As the festive season absorbs our souls and grinds them into a carb-y, warm sludge, it's time to cup your overhang in your hands and feel terrible about it. If it weren't for the sheer amount of flat-stomached people who pass me on a daily basis, I'd assume the non-tummy-look was a media conspiracy to make us diet more, but, alas, it's definitely not. The fact is that I prefer sitting down and scoffing sugary things whilst writing and reading, rather than the unbalanced, uncoordinated exercise I could be doing instead.
(Image: Wikimedia Commons)
In the world of food and writing, I'm an al dente moaner, a social commentator looking through the holes of glazed ring doughnuts. There's no doubt, after all, that the life of someone who feels the need to write about the world around them tend to have a keen eye for the most delicious foods, often in the largest quantities. Whilst I hesitate to have any idols, one close to the position, not always for his ideology, is the late polemicist Christopher Hitchens and it would be negligent to not recognise the sizeable gut he sported in periods of his word flavoured life. Then onto Stephen Fry, another, more relatable, demi-idol of mine, whose own staggeringly honest insight into the world and playful prose is surely as good a reason as any to permit another chocolate Christmas Tree decoration (and to never worry about the image obsessed world of photoshopped bellies and beach bodies).
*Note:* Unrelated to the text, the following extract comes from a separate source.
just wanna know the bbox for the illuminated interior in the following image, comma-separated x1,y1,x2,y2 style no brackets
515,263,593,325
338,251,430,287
It is claimed that Lord Byron - thought to have been the inspiration for the early vampire, Lord Ruthven, more blood-gluttonous, than greedy for the last mince pie - was the first ever celebrity diet icon. "My Vinegar and Potato diet Hell" would likely be the headline of any weekly gossip magazine nowadays, but it would not be far from the truth for the man who lived on "biscuits and soda water or potatoes drenched in vinegar" and was no stranger to the weighing scale. With a "morbid propensity to fatten," I feel I share at least one characteristic with the morally-questionable roguish writer.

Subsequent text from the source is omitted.